Problem: Mobbing the Least Used Resource Error

A thoughtful reader recently suggested creating a series of posts based on real-life problems people have experienced and the solutions they've created to slay the little beasties. It's a great idea. Often we learn best from great trials and tribulations. I'll start off the new "Problem Report"
feature with a diabolical little problem I dubbed the "Mobbing the Least Used Resource Error." Please post your own. And if you know someone with an interesting problem report, please tag them too. It could be a lot of fun. Of course, feel free to scrub your posts of all embarrassing details, but be sure to keep the heroic parts in :-)

The Problem


There's an unexpected and frequently fatal type of error that can happen when new resources are added to a horizontally scaled architecture. Because the new resource has the least of something, load or connections or whatever, a load balancer configured with a least metric will instantaneously direct all new traffic to that new resource. And bam! Your system dies. All the traffic that was meant to be spread across your entire cluster is now directed like a laser beam to one small part of it.

I love this problem because it's such a Heisenberg. Everyone is screaming for more storage space so you bring up a new filer. All new data streams flow to the new filer and it crumbles and crawls because it can't handle the load for the entire system. It's in the very act of turning up more storage you bring your system down. How "cruel world the universe hates me" is that?
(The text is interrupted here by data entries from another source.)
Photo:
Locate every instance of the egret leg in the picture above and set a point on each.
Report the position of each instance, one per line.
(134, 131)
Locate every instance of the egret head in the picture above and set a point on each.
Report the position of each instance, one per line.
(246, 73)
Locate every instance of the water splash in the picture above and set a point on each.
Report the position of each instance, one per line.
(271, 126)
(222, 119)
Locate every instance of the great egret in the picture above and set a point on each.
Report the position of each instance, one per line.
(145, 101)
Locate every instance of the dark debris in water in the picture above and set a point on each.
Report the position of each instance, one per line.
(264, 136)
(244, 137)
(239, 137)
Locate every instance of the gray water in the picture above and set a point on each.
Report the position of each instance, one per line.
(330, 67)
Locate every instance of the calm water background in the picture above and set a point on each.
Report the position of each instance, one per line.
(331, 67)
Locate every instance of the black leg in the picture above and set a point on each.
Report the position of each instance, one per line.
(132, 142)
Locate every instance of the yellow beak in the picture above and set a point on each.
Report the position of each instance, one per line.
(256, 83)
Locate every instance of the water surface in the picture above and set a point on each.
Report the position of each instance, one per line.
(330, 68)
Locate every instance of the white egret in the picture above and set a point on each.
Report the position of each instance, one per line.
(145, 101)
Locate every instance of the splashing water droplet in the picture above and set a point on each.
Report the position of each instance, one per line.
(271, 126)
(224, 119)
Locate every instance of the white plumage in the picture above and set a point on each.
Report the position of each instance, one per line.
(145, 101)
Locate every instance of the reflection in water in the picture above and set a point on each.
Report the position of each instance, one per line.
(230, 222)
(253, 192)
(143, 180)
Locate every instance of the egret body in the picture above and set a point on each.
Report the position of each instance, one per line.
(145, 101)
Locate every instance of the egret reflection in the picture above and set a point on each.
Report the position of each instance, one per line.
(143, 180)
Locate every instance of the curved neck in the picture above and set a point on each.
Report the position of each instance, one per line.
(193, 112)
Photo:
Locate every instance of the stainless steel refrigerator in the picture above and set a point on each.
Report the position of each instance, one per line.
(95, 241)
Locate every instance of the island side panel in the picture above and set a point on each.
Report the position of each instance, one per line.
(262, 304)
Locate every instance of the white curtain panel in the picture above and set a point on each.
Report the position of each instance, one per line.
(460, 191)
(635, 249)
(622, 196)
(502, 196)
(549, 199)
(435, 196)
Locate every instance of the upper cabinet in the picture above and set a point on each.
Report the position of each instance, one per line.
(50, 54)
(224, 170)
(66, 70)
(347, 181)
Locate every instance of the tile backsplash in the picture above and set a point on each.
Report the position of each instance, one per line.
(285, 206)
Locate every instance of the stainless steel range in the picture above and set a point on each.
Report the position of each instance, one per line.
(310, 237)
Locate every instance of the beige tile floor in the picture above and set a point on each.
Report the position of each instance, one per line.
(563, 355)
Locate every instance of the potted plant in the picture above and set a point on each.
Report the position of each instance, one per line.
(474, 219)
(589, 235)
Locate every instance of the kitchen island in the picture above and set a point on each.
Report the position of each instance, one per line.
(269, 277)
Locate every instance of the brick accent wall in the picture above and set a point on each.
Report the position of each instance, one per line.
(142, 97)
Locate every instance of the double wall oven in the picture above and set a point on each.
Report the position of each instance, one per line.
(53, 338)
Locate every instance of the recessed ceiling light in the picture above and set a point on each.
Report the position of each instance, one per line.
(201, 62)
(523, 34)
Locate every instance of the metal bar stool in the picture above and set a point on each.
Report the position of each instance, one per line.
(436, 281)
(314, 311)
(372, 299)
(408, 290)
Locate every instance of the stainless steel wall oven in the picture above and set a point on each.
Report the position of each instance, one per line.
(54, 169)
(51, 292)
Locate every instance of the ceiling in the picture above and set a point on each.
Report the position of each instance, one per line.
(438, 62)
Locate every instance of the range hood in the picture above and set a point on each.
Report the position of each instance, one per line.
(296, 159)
Let's say you add database slaves to handle load. Your load balancer redirects traffic to the new slaves, but the slaves are trying to sync, yet they can't sink because they are getting hammered by the new traffic. Down goes Frazier.
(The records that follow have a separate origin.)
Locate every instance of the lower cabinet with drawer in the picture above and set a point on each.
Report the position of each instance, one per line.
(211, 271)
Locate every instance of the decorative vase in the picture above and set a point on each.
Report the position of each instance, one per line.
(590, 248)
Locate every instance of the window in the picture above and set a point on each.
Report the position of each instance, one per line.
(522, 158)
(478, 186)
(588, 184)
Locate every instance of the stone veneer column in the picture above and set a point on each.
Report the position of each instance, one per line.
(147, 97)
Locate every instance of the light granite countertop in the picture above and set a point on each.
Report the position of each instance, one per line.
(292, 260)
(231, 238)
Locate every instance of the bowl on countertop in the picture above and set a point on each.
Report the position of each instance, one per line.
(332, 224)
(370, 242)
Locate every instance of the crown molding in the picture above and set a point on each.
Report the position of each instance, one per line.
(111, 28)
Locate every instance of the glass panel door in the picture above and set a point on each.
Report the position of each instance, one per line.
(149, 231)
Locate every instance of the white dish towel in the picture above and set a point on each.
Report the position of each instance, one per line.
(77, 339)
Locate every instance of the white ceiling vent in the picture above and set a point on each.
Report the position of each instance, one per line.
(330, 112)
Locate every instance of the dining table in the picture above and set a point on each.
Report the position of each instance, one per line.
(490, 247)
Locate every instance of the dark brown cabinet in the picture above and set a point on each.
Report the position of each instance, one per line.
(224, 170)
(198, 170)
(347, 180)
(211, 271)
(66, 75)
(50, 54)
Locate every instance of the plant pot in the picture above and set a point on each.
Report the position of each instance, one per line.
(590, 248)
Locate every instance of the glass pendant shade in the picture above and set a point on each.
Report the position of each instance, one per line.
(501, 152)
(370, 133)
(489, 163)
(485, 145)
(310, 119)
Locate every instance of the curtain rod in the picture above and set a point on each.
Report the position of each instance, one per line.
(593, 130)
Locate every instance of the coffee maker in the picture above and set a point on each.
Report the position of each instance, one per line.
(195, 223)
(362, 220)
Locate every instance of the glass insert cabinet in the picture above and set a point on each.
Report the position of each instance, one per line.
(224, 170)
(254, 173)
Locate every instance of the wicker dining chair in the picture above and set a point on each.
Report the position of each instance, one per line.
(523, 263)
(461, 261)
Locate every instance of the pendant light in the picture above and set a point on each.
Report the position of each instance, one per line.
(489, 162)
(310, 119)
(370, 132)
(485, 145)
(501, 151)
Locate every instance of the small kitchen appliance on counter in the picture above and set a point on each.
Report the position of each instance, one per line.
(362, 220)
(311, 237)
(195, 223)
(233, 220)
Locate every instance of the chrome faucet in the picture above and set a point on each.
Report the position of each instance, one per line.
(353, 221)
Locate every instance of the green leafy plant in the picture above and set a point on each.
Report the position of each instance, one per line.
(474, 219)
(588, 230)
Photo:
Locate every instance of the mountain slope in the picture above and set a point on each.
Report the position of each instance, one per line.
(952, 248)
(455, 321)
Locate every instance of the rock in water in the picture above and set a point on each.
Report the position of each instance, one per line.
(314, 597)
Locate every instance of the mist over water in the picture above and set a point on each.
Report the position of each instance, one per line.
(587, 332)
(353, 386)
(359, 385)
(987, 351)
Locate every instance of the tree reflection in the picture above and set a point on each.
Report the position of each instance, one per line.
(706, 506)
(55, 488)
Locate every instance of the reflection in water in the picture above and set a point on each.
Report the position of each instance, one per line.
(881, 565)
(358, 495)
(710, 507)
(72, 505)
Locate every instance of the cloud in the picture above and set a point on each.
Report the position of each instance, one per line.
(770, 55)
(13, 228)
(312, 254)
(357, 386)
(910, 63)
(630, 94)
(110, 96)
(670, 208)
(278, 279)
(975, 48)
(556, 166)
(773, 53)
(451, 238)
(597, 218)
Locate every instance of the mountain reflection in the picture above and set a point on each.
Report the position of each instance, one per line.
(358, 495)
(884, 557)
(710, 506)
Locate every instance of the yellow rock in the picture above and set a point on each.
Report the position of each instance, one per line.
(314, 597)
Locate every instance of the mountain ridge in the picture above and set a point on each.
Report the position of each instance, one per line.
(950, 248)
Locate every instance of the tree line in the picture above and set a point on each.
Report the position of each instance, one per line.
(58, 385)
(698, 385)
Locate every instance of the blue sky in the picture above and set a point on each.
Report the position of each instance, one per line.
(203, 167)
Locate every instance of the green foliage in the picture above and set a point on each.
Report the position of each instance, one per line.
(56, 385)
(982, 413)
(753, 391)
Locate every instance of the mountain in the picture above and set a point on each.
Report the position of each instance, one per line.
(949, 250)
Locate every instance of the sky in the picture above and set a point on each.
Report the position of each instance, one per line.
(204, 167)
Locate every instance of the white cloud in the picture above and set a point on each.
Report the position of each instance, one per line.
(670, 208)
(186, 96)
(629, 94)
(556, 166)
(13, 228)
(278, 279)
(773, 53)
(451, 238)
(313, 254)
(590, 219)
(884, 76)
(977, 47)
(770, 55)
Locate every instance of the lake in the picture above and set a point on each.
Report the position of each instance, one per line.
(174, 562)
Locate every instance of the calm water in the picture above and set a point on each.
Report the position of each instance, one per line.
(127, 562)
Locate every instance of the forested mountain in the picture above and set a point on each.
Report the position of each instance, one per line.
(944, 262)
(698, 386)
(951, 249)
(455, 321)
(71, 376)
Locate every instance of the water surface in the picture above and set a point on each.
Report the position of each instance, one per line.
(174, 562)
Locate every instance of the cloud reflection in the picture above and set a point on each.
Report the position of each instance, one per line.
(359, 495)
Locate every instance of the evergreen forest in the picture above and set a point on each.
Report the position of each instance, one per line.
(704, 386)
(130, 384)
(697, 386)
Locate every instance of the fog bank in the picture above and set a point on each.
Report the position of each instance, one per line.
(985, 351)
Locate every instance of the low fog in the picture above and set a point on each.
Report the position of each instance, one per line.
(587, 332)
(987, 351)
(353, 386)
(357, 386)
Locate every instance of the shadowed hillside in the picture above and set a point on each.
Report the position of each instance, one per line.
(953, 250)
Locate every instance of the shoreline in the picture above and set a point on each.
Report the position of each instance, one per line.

This is the dark side of partitioning. You partition data to get high performance via parallelization. For example, you hash on the user name to a cluster dedicated to handle those users. Unless your system is very flexible you can't scale anymore by adding resources because you can't repartition the data. All users are handled by their cluster. If you want a different organization you would have to redistribute data across all the clusters. Most systems can't handle that and you end not being able to scale out as easily as you hoped.

The Solution


The solution depends of course on the resource in question. Butting knowing a potential problem is present gives you the heads up you need to avoid destruction.

  • For filers migrate storage from existing filers to the new filers so storage is evened out. Then new storage will be allocated evenly across all the filers.
  • For services have a life cycle state machine indicating when a service is up and ready for work. Simply being alive doesn't mean it's ready.
  • Consistent Hashing to assign resources to a pool of servers in a scalable fashion.
  • For servers use random or round-robin balancing when the load balancer can receive incorrect feedback from pool servers.

    The Thundering Herd Problem is supposedly the same problem described here, but it doesn't seem the same to me.